Sir Arthur Streeb-Greebling writes:
Apathy Jack, no doubt you would have seen this story about allowing txt speak in NCEA exams. Talkback, and bloogers have begun hoarding water, food, and batteries since civilization will now collapse. But I need more information before I can make such a judgement.
So what does this announcement mean exactly? I'll ask you the same question I mooted here:
Does this announcement mean something like:
a) You can write an answer on, for example, Shakespeare, in txt speak and not be marked down.
Which would be apalling, or does this announcement mean something more innocuous like:
b) If you are doing a creative writing piece in an english exam you can use txt speak - e.g. "I picked up cellphone from beside the fruit bowl and texted Cyril 'cul8r m8'" and not be marked down.

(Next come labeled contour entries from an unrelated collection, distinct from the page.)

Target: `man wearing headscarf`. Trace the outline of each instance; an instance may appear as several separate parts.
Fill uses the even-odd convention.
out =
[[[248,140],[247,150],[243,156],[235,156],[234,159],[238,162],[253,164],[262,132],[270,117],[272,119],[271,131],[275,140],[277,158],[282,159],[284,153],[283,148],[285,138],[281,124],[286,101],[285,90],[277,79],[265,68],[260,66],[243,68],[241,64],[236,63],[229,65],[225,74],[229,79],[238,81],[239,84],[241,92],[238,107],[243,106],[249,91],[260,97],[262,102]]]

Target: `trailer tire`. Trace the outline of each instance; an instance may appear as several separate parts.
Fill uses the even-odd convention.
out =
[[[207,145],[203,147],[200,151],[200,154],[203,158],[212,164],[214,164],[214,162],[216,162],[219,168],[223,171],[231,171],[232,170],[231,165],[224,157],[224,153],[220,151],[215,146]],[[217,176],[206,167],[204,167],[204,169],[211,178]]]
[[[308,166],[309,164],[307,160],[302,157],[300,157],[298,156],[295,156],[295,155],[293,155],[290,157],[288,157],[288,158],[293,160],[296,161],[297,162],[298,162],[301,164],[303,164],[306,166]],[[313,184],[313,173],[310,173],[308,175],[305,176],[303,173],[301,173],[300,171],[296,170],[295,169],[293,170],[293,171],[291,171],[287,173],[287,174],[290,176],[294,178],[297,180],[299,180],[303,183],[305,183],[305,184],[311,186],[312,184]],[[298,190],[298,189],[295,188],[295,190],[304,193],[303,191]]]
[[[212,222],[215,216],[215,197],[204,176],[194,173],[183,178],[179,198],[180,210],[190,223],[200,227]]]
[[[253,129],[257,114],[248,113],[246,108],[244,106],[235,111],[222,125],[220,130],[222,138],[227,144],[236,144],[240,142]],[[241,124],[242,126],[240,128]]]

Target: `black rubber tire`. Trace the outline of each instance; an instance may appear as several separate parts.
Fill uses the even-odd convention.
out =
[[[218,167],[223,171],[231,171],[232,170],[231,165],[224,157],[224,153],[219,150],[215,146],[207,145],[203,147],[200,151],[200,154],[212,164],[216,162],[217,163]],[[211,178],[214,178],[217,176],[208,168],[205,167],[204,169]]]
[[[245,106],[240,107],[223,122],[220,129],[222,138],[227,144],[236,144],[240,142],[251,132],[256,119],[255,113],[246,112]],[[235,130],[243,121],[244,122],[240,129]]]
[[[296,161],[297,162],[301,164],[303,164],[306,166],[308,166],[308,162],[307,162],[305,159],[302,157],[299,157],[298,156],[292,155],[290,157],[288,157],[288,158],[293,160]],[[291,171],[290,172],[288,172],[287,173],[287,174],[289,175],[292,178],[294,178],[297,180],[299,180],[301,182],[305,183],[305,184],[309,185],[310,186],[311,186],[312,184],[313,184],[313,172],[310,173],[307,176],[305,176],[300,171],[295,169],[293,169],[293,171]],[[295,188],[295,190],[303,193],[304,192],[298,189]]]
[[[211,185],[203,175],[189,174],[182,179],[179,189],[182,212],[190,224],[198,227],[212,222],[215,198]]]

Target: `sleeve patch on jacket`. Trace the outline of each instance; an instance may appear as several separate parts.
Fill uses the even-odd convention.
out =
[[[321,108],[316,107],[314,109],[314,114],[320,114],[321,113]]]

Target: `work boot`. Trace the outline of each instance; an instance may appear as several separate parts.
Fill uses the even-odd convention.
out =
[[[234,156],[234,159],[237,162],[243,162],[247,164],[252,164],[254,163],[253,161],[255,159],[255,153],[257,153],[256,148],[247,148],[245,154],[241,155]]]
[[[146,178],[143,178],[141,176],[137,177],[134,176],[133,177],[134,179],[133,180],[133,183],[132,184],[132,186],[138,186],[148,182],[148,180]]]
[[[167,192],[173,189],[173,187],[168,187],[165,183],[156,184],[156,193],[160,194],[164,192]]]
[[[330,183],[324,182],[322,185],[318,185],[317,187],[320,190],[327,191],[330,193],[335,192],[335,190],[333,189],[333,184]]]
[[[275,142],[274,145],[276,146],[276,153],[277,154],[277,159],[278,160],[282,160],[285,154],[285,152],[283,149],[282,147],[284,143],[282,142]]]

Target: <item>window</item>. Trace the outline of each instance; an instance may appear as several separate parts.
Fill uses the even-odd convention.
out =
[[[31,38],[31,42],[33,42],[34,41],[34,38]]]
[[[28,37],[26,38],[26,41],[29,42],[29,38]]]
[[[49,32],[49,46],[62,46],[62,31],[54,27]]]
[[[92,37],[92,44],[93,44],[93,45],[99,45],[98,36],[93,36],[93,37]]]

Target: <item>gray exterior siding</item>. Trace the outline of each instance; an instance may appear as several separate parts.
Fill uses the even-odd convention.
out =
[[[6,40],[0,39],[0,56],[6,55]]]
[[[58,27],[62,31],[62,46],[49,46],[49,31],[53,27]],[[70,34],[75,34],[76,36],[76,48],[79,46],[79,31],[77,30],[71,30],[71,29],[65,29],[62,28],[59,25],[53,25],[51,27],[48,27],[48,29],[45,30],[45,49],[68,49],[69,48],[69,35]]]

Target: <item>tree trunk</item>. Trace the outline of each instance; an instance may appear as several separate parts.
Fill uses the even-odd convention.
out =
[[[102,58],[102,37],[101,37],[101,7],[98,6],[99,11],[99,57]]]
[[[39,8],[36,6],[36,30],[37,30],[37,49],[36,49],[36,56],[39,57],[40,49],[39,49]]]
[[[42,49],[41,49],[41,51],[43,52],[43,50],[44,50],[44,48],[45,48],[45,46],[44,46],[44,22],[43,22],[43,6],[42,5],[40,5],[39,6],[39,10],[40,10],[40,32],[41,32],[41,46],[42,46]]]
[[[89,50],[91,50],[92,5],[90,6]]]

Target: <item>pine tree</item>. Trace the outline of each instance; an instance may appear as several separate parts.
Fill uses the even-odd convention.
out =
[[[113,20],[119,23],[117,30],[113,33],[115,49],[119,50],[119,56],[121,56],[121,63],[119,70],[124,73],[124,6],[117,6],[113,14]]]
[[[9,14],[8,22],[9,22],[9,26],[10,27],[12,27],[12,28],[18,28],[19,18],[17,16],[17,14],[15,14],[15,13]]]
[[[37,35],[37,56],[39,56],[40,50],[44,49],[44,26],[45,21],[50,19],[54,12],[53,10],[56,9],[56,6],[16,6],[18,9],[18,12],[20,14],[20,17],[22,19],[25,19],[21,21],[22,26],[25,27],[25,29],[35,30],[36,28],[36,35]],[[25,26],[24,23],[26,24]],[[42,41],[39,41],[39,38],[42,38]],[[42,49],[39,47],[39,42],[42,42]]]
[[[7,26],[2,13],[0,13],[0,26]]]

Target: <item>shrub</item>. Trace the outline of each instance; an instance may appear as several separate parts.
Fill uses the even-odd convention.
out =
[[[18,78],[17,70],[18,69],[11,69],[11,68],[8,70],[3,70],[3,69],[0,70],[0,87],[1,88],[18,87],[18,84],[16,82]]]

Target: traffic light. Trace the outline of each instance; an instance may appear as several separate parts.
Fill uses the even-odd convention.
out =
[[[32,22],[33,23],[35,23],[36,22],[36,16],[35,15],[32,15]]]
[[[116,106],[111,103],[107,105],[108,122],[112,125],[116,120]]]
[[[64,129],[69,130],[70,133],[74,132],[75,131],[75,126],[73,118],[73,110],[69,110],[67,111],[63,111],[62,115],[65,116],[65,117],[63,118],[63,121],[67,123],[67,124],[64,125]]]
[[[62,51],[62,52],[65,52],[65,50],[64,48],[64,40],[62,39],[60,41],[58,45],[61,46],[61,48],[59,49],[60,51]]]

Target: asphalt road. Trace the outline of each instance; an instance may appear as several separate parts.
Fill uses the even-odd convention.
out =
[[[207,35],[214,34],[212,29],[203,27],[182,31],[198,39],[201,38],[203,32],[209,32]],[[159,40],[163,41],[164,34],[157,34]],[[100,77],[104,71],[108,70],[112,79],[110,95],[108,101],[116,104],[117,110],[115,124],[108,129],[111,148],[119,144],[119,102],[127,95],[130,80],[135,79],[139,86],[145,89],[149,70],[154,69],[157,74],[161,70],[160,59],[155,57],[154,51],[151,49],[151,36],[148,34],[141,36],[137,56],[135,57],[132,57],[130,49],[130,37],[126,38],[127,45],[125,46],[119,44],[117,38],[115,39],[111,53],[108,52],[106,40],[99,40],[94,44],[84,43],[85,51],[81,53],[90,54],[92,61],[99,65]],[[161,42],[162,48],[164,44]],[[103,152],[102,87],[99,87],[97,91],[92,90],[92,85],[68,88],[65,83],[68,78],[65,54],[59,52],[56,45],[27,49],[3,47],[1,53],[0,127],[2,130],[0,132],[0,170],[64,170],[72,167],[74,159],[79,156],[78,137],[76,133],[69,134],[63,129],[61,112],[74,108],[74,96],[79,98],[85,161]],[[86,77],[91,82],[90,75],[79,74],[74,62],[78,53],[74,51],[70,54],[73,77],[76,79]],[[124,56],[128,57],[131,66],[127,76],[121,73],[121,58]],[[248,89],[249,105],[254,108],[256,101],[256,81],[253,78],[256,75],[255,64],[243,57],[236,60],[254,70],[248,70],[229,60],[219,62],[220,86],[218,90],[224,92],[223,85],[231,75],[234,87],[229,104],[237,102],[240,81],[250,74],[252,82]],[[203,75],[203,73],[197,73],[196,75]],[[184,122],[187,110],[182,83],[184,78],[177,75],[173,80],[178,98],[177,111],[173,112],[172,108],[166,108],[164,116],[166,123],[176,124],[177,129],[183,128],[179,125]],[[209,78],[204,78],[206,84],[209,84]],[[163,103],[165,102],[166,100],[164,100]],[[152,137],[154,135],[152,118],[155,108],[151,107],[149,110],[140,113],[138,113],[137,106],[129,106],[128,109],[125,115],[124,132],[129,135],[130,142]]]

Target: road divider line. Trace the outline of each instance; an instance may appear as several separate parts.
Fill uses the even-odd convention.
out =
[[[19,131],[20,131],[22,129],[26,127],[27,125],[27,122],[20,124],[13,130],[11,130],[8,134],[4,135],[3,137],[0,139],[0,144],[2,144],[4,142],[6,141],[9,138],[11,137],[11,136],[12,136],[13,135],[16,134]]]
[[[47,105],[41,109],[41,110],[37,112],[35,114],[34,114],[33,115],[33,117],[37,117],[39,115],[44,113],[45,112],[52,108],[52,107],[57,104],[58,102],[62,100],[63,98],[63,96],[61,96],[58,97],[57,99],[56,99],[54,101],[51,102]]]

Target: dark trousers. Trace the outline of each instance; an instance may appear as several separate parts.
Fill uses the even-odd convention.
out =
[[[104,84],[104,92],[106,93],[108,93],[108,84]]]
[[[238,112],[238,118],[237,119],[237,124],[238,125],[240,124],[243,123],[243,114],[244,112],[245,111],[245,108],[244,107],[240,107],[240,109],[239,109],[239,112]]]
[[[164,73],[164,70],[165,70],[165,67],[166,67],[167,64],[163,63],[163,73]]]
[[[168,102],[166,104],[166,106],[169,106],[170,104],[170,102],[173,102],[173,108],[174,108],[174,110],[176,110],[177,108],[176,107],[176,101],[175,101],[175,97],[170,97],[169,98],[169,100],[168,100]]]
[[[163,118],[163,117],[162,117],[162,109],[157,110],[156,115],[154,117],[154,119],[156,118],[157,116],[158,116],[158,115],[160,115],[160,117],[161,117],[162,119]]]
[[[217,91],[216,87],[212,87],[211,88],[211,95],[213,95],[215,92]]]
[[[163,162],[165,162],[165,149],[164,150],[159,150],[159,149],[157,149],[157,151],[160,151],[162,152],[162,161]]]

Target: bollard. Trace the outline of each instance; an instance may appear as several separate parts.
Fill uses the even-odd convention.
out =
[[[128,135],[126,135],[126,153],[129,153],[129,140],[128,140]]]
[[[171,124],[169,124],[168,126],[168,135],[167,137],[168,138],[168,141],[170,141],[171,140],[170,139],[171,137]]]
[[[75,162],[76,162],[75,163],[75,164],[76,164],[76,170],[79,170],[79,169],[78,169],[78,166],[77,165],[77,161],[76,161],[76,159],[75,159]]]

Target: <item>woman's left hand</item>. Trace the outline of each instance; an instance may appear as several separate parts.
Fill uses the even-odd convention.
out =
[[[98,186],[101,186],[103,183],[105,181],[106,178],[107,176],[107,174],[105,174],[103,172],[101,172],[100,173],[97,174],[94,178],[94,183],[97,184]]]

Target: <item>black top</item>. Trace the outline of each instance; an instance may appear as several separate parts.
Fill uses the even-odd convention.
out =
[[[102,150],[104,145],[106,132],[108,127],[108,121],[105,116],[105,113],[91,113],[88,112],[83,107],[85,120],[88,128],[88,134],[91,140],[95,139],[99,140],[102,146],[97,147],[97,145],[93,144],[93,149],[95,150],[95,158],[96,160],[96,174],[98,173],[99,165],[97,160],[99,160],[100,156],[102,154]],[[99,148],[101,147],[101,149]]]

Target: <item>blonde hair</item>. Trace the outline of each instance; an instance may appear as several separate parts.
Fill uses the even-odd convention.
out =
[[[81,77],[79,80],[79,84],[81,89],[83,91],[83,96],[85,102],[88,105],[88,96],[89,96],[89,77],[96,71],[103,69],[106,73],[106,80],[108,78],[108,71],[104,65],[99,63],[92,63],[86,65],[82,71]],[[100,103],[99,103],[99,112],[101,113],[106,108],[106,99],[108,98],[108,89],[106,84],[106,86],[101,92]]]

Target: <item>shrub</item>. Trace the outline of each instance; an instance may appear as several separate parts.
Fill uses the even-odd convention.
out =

Which I don't think anyone can complain about.
3 comments:
Well, the two paragraph summary says:
"However, abbreviations would be penalised in some exams, including English, in which candidates were required to show good language use."
So I don't see that anyone's saying students will be allowed to use TXT speak in a Shakespeare essay, for one thing.
I'd be interested to see the actual report that started all of this - I can't seem to find a link anywhere. I wouldn't be surprised if it said something like "we won't penalise students for poor spelling (e.g. TXT speak) in those exams where spelling doesn't matter", which has passed through the media's Alarm-O-Filters and come out as "TXT speak allowed in exams".
Keep an eye out - post in a day or so...
Well that could be why I haven't been able to find a link to the report that started all this -- looks like there never was one.